Ke Xingli in the text of "design and implementation of a certain type of missile-borne data acquisition system", the data acquired by the missile-borne detector is compressed based on an LZW compression algorithm, the LZW algorithm needs to dynamically create a dictionary according to the input data, and for waveform signals with large amplitude ranges, the compression effect is limited by the capacity of a memory in a chip, the complexity of the algorithm and the instantaneity.
Disclosure of Invention
The invention aims to provide a method for compressing detection signal data of a missile-borne detector, which can realize effective compression of data volume under the condition of ensuring that original information is not basically lost.
The technical solution for realizing the purpose of the invention is as follows: a method for compressing signal data detected by a missile-borne detector, comprising the steps of:
step 1, a one-dimensional waveform signal is detected by the missile-borne detector and is converted into a 16-bit digital signal A 0, and the step 2 is carried out.
And step 2, carrying out 6-layer wavelet decomposition on the 16-bit digital signal to obtain a 6-level wavelet coefficient D x and a 1-level scale coefficient A 6, wherein the wavelet coefficient serial number x=1 and 2 … …. Wherein, the 'db 4' wavelet is selected as the wavelet base. The data bit width of the digital signal A 0 is 16 bits; the bit width of each level of coefficients obtained through decomposition is the same as the bit width of the data point of the digital signal A 0, and is 16 bits, the sum of the points of each level of coefficients obtained through decomposition is equal to the number of the data points of the digital signal A 0, and the step 3 is carried out.

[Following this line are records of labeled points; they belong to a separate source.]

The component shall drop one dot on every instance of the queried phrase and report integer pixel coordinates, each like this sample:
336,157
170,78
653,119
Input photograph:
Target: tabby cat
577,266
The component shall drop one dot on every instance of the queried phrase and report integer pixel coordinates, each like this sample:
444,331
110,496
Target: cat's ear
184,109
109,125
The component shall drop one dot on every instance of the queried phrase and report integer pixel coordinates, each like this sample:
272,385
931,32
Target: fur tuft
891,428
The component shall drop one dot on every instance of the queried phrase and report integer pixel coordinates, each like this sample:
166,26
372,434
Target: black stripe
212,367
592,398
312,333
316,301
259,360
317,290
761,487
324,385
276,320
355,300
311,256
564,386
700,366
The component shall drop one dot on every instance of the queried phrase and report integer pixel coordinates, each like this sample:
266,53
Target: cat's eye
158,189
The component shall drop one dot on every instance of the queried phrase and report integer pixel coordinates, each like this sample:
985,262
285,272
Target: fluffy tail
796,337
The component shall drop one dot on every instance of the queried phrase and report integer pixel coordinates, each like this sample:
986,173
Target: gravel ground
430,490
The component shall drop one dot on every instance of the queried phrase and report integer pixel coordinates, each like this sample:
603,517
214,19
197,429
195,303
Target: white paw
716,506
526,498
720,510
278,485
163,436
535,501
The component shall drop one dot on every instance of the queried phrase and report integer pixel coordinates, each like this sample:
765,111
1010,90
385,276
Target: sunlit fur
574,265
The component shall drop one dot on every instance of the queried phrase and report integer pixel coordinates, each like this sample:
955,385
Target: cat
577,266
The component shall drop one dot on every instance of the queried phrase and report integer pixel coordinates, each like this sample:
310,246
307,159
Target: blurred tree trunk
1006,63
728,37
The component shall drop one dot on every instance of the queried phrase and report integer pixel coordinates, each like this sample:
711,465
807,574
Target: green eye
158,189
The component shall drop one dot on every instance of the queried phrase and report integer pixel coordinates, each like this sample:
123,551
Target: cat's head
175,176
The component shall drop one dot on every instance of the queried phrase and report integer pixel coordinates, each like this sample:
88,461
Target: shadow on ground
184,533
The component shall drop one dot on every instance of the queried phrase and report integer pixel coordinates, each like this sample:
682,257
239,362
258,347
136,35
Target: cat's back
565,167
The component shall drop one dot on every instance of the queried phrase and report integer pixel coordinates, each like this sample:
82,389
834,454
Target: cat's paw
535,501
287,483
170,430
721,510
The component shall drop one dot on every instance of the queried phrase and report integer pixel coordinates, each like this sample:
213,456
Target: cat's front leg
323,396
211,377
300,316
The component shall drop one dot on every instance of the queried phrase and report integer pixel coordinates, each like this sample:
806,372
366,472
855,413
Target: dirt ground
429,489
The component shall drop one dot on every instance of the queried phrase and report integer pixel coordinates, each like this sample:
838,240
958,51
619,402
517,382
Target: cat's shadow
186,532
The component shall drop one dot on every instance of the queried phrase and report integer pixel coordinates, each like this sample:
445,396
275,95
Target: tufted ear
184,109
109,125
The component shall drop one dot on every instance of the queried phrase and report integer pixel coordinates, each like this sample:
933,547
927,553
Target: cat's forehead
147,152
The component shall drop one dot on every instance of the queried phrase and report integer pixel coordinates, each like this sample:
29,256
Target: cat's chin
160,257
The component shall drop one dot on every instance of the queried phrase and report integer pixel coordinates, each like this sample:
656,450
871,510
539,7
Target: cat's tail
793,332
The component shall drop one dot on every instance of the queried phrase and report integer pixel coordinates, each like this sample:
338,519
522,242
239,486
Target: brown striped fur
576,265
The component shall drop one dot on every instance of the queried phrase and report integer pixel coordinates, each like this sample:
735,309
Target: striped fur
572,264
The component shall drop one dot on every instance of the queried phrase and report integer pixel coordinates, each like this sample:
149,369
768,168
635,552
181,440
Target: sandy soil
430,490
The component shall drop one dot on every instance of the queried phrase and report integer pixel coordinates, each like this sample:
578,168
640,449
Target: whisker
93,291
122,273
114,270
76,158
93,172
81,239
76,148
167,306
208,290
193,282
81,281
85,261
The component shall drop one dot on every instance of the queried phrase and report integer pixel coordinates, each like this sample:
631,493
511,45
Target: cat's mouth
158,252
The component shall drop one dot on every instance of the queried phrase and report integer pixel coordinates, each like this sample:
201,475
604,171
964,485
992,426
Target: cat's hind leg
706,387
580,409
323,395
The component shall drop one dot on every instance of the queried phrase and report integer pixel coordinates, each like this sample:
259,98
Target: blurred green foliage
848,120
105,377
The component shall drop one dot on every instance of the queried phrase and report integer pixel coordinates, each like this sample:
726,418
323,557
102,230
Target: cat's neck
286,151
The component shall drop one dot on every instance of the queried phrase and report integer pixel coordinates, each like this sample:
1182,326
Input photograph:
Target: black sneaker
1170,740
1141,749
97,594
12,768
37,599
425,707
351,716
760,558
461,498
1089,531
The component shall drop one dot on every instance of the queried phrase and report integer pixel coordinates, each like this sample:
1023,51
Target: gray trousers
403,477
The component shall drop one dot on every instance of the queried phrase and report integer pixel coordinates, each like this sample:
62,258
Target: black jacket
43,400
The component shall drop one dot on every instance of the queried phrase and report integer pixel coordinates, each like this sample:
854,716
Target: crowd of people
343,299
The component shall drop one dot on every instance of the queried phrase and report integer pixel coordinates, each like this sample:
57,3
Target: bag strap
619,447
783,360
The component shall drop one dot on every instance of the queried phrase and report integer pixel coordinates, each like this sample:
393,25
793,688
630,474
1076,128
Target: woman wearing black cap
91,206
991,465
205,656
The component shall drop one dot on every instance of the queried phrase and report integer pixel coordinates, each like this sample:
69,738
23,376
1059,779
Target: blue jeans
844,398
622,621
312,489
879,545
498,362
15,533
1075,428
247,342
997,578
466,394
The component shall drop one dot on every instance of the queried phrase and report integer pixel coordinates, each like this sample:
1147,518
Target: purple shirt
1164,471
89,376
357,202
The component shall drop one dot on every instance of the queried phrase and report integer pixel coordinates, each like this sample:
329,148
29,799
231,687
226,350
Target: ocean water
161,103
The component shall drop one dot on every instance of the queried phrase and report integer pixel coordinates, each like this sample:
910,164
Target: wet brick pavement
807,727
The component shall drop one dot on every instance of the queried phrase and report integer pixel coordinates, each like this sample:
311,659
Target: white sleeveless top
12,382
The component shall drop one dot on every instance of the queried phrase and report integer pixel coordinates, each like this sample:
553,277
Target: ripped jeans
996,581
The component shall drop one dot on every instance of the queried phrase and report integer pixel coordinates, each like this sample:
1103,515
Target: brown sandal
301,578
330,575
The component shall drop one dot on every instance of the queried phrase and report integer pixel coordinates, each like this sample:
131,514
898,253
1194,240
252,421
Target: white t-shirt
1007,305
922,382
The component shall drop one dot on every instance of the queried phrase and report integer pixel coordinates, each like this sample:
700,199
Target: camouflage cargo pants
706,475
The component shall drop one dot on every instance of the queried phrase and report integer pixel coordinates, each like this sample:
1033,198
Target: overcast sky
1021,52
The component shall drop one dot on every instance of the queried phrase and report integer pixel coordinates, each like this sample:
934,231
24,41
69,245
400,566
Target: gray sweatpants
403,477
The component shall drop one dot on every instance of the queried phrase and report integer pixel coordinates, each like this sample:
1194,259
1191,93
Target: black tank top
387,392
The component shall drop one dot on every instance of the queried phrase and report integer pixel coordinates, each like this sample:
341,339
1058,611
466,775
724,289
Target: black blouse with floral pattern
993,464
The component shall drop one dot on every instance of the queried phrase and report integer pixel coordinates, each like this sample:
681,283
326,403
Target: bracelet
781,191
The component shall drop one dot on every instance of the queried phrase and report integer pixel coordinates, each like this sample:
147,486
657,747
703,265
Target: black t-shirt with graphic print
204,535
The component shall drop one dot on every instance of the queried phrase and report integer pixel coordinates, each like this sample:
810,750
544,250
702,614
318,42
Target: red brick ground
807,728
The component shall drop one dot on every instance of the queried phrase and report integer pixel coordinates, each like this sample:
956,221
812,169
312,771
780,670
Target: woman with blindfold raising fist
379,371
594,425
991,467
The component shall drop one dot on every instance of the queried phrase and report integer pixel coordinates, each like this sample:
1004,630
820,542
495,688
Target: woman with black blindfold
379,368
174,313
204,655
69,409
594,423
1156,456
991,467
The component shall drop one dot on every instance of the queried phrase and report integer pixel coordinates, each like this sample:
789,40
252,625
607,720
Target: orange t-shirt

And 3, respectively carrying out low-order width quantization on the 6-level wavelet coefficient D x and the 1-level scale coefficient A 6, namely, representing a 16-bit data point by 12 bits, 8 bits or 4 bits to obtain a quantized wavelet coefficient D 'x and a quantized scale coefficient A' 6 and obtain a quantized wavelet coefficient D 'x and a quantized scale coefficient A' 6.
And 4, splicing the quantized wavelet coefficient D 'x and the quantized scale coefficient A' 6 to obtain spliced data, and transferring to the step 5.
And 5, performing wavelet reconstruction on the spliced data to obtain a reconstructed signal A' 0, namely a compressed signal.
Compared with the prior art, the invention has the remarkable advantages that:
According to the invention, original detection data is decomposed into 6-level wavelet coefficients and 1-level scale coefficients through wavelet transformation, and the sum of the points of each level of coefficients in the decomposition process is equal to the number of the undecomposed data; and the quantized coefficients are spliced and then subjected to data transmission and storage, so that the bus bandwidth of the missile-borne computer is improved. And carrying out wavelet reconstruction on each level of coefficients after splicing to obtain reconstruction data. Under the condition that the original data information is kept basically not lost, the data quantity of the reconstructed data is reduced, and storage and transmission resources are saved.
Drawings
FIG. 1 is a flow chart of a method for compressing signal data detected by a missile-borne detector in accordance with the present invention.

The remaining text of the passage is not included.